Backend Configuration Log
16:29:34.633 [main] INFO  org.nd4j.linalg.factory.Nd4jBackend - Loaded [CpuBackend] backend
16:29:35.346 [main] INFO  org.nd4j.nativeblas.NativeOpsHolder - Number of threads used for NativeOps: 4
16:29:35.608 [main] INFO  org.nd4j.nativeblas.Nd4jBlas - Number of threads used for BLAS: 4
16:29:35.616 [main] INFO  o.n.l.a.o.e.DefaultOpExecutioner - Backend used: [CPU]; OS: [Linux]
16:29:35.617 [main] INFO  o.n.l.a.o.e.DefaultOpExecutioner - Cores: [8]; Memory: [1.8GB];
16:29:35.617 [main] INFO  o.n.l.a.o.e.DefaultOpExecutioner - Blas vendor: [MKL]

basendbufferstacktrace

longbufferrefferingobjects

longbufferprofiler

Version Information

Please indicate relevant versions, including, if relevant:

  • Deeplearning4j version 1.0.0 SNAPSHOT build: nd4j-api-1.0.0-20190207.151315-14704.jar
  • platform information: Ubuntu 18.10, 64 Bit, Intel I7
  • ~CUDA version, if used~
  • ~NVIDIA driver version, if in use~

Contributing

If I can help to figure out what's going wrong let me know.

Aha! Link: https://skymindai.aha.io/features/ND4J-57

Bug High Priority ND4J Release

Most helpful comment

Hi,
I've further investigated this issue.

Every call of Shape.shapeOf() results in a new LongBuffer. (NDArrayIndex.java:329, NDArrayIndex.java:300, BaseNDArray.java:3070) Let's name it "Shape LongBuffer". The (underlying) DataBuffer of the INDArray which calls it holds a reference to this new "Shape LongBuffer". The "underlying DataBuffer" is the result of INDArray.shapeInfoDataBuffer() of the original INDArray on which we call getRow(). (ShapeOffsetResolution.java:365) This "underlying LongBuffer" is referenced by the "Shape LongBuffer" as wrappedBuffer. (BaseDataBuffer.java:176) I assume that, because of these cyclic references, the garbage collection can't remove the no longer needed local instances. This holds even if INDArray.close() is called and null is assigned to the INDArray variable. This reference cycle seems to be not cleaned up at any point.

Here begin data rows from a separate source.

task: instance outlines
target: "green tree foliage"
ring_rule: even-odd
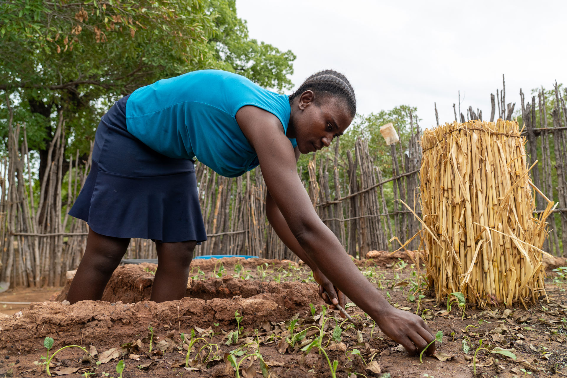
[[[0,5],[0,91],[10,94],[14,122],[27,124],[40,173],[58,109],[70,135],[67,156],[78,148],[86,158],[100,116],[139,87],[219,69],[281,91],[291,86],[294,59],[290,51],[250,39],[229,0]],[[0,120],[6,119],[5,104],[0,112]],[[0,122],[5,140],[6,123]]]
[[[354,143],[358,138],[362,138],[369,141],[369,147],[370,154],[374,159],[375,164],[380,168],[385,178],[392,177],[392,157],[390,153],[390,147],[387,146],[384,138],[380,133],[380,127],[386,124],[391,122],[393,124],[396,131],[400,136],[400,144],[397,146],[407,146],[408,141],[412,133],[412,122],[410,120],[410,112],[413,117],[413,132],[416,133],[417,128],[417,122],[419,119],[417,118],[416,113],[417,109],[416,107],[407,105],[401,105],[395,107],[391,110],[382,110],[378,113],[371,113],[367,116],[357,114],[352,124],[346,129],[345,134],[340,137],[339,142],[339,162],[348,165],[346,151],[350,150],[354,151]],[[323,156],[325,159],[327,156],[332,160],[335,156],[334,140],[328,148],[324,148],[318,152],[318,159]],[[399,147],[397,147],[399,149]],[[400,159],[399,164],[403,164],[403,151],[398,151],[398,158]],[[307,173],[307,163],[310,159],[312,159],[312,154],[302,155],[299,158],[298,164],[303,167],[303,180],[308,180]]]
[[[288,50],[282,52],[272,45],[248,37],[246,21],[236,16],[235,1],[210,0],[208,8],[215,15],[218,31],[209,40],[222,69],[246,76],[264,88],[280,93],[293,86],[288,77],[293,73],[289,63],[295,56]]]

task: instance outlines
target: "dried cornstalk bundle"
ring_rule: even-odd
[[[421,143],[422,236],[437,301],[455,292],[481,306],[547,299],[541,248],[554,206],[530,179],[518,122],[445,124]],[[539,218],[532,189],[548,202]]]

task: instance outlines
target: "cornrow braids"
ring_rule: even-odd
[[[354,117],[356,114],[354,90],[345,75],[339,72],[324,70],[311,75],[289,96],[290,103],[306,91],[312,91],[316,95],[316,99],[325,94],[341,97],[349,107],[350,116]]]

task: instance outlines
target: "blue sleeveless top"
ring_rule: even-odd
[[[128,131],[170,158],[197,159],[228,177],[259,164],[236,123],[236,112],[253,105],[278,117],[287,133],[287,96],[225,71],[195,71],[142,87],[126,103]],[[290,145],[297,143],[290,139]]]

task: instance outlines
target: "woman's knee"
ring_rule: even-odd
[[[194,240],[156,244],[159,264],[188,267],[196,244]]]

Before the creation of the Shape "LongBuffer" it is not checked if already a suitable Buffer exists. There are a lot of equal objects (DataBuffer references seem to be all equal screenshot) with different System.identityHashCode (DataBuffer references System.identityHashCode screenshot ) building up.

Here is a visualization of the cyclic references dataBufferReferences.png

I've tested this using the following code based on @AlexDBlack code. (Gist MemoryLeakTest.java)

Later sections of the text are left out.